College of Pharmacology, Fujian University of Traditional Chinese Medicine, No.1, Qiu Yang Road, Min Hou Shang Jie, Fuzhou, 350122, China.
Dept of Urology, the First Affiliated Hospital of Fujian Medical University, Fuzhou 350005, China; Dept of Urology, National Region Medical Center, Binhai Campus of the First Affiliated Hospital, Fujian Medical University, Fuzhou 350212,China; Fujian Institute of Urology, the First Affiliated Hospital,Fujian Medical University, Fuzhou 350005, China.
Phytomedicine. 2024 Dec;135:156208. doi: 10.1016/j.phymed.2024.156208. Epub 2024 Nov 9.
Ischemic stroke is a common cerebrovascular disease characterized by high incidence, disability, mortality, and recurrence. The limitations of current pharmacological treatments, which have primarily single neuroprotective action and a narrow therapeutic time window, lead to unsatisfactory therapeutic efficacy. Activation of autophagy can facilitate neural regeneration.
To clarify whether salidroside can promote axonal sprouting through autophagy resulting in protecting neurons.
In vivo, a Middle Cerebral Artery Occlusion/reperfusion (MCAO/IR) model was used, and in vitro, an Oxygen-Glucose Deprivation/Reoxygenation (OGD/R)-induced primary neuronal cell model was employed to evaluate the neuroprotective effects of salidroside. BDA neurotracer, immunofluorescence, and Western blot (WB) were utilized to determine its impact on axonal sprouting and the levels of related proteins (MAP2, GAP43, and PSD-95). Proteomics, transmission electron microscopy (TEM), and WB were applied to identify the effects on autophagy-related proteins (beclin1, LC3, p62, and LAMP2), autophagosomes and lysosomes. The mechanism of salidroside in promoting axonal sprouting through inducing autophagy was further confirmed by blocking with the autophagy inhibitor 3-MA.

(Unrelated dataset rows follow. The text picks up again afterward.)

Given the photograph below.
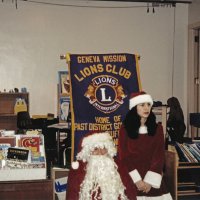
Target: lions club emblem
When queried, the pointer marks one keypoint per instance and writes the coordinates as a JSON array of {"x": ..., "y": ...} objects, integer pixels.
[{"x": 105, "y": 93}]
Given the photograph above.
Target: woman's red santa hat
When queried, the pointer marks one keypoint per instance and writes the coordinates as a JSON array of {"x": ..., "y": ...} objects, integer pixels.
[
  {"x": 91, "y": 141},
  {"x": 138, "y": 98}
]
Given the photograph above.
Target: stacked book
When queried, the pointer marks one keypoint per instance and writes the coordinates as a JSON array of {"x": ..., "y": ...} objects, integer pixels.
[{"x": 188, "y": 152}]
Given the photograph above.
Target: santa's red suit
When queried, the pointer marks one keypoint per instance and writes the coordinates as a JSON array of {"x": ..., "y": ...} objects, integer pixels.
[
  {"x": 76, "y": 177},
  {"x": 98, "y": 177},
  {"x": 143, "y": 159}
]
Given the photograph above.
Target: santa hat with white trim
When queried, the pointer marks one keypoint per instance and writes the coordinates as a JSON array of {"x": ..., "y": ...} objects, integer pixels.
[
  {"x": 138, "y": 98},
  {"x": 91, "y": 141}
]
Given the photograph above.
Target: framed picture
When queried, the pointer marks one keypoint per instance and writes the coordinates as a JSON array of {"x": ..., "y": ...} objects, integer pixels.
[
  {"x": 64, "y": 84},
  {"x": 64, "y": 106}
]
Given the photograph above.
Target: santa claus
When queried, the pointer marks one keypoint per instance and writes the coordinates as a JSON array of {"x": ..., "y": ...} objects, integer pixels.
[{"x": 95, "y": 174}]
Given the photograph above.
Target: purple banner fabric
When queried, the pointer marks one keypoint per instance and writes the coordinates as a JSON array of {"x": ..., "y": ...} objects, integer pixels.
[{"x": 100, "y": 89}]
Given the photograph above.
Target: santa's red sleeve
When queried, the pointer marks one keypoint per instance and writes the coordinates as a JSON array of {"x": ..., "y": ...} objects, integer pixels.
[
  {"x": 123, "y": 152},
  {"x": 75, "y": 178},
  {"x": 130, "y": 190}
]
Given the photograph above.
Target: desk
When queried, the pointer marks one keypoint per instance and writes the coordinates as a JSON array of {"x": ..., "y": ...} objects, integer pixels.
[{"x": 59, "y": 127}]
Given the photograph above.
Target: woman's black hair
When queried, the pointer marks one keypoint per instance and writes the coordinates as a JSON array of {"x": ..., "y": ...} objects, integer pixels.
[{"x": 132, "y": 123}]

Salidroside reduced neurologic deficits and infarct volume induced by MCAO/IR in vivo and protected OGD/R induced primary neuronal cells in vitro. Both in vivo and in vitro, it increased the number and length of axons and upregulated the expression of key axonal proteins (MAP2, GAP43, and PSD-95) and mediated autophagy-related proteins. Mechanistic studies showed that the promoting effects of salidroside on autophagy and axonal sprouting disappeared after the blockade by 3-MA.
This study reports for the first time that the neuroprotective effect of salidroside in ischemic stroke can be executed through mediating autophagy-related protein (beclin1, LC3, p62, and LAMP2), resulting in induced axonal sprouting or mature protein (MAP2, GAP43, and PSD-95).
缺血性脑卒中是一种常见的脑血管疾病,具有发病率高、致残率高、死亡率高和复发率高的特点。目前的药物治疗方法主要具有单一的神经保护作用,且治疗时间窗较窄,导致治疗效果不理想。自噬的激活可以促进神经再生。
阐明红景天苷是否可以通过自噬促进轴突发芽,从而保护神经元。
在体内,采用大脑中动脉闭塞/再灌注(MCAO/IR)模型,在体外,采用氧-葡萄糖剥夺/再氧合(OGD/R)诱导的原代神经元细胞模型来评估红景天苷的神经保护作用。使用 BDA 神经示踪剂、免疫荧光和 Western blot(WB)来确定其对轴突发芽和相关蛋白(MAP2、GAP43 和 PSD-95)水平的影响。蛋白质组学、透射电子显微镜(TEM)和 WB 用于鉴定自噬相关蛋白(beclin1、LC3、p62 和 LAMP2)、自噬体和溶酶体的影响。通过使用自噬抑制剂 3-MA 阻断,进一步证实了红景天苷通过诱导自噬促进轴突发芽的机制。
红景天苷减少了体内 MCAO/IR 引起的神经功能缺损和梗死体积,以及体外 OGD/R 诱导的原代神经元细胞损伤。在体内和体外,它都增加了轴突的数量和长度,并上调了关键轴突蛋白(MAP2、GAP43 和 PSD-95)和介导自噬相关蛋白的表达。机制研究表明,在 3-MA 阻断后,红景天苷对自噬和轴突发芽的促进作用消失。
本研究首次报道,红景天苷在缺血性脑卒中的神经保护作用可以通过调节自噬相关蛋白(beclin1、LC3、p62 和 LAMP2)来实现,从而诱导轴突发芽或成熟蛋白(MAP2、GAP43 和 PSD-95)。